Not to mention the whole Rodriguez PED drama the team has had to deal with.
And let's not even talk about the team's starting pitching. CC Sabathia is having the worst year of his career, Phil Hughes has lost 13 games, more often than not Pettitte has looked every bit of 41 and as good as Hiroki Kuroda was in the first half, he's been just as bad in the last two months.
But even with all that, the Yanks were right in it, thanks in part to another tremendous season from Mariano Rivera. But, even the great Rivera has looked mortal as his career winds down.
But, even after losing three of four to the Red Sox two weekends ago, they still had a fighting chance. The Yanks rebounded from that to win three of four from the Baltimore Orioles, but then a visit to Boston changed everything.
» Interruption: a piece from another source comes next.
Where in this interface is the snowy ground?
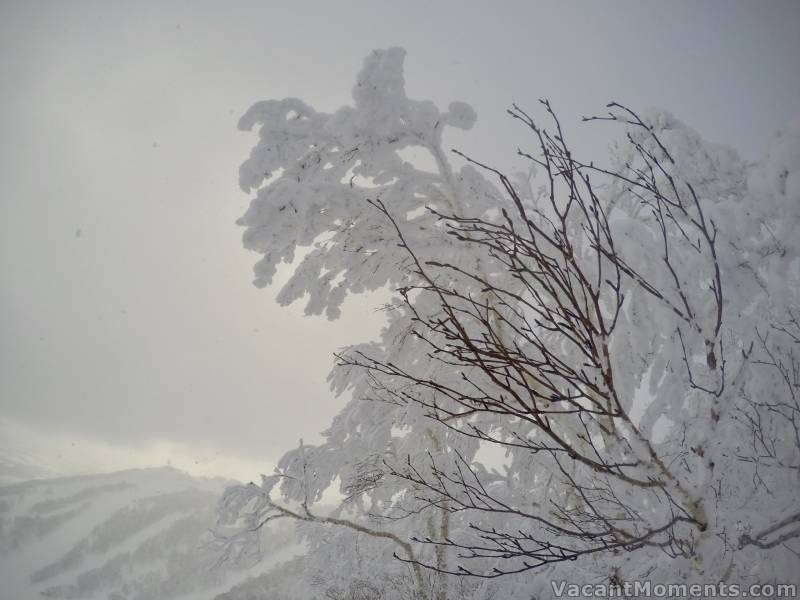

The Yankees were swept by the Red Sox in Fenway and looked very much like a team that should be on the golf course in October rather than one that will be playing postseason baseball.
Regardless if the Yankees reach the playoffs, Girardi should be the AL Manager of the Year. If he doesn't win, he'll certainly be the runner-up, probably to Boston's John Farrell.
Still, as much as Selig probably would have enjoyed the attention that a Rivera run to a World Series in his final year would have garnered his sport, you have to believe that he's happy that the mega-market New York Yankees probably won't be anywhere near your television sets this October.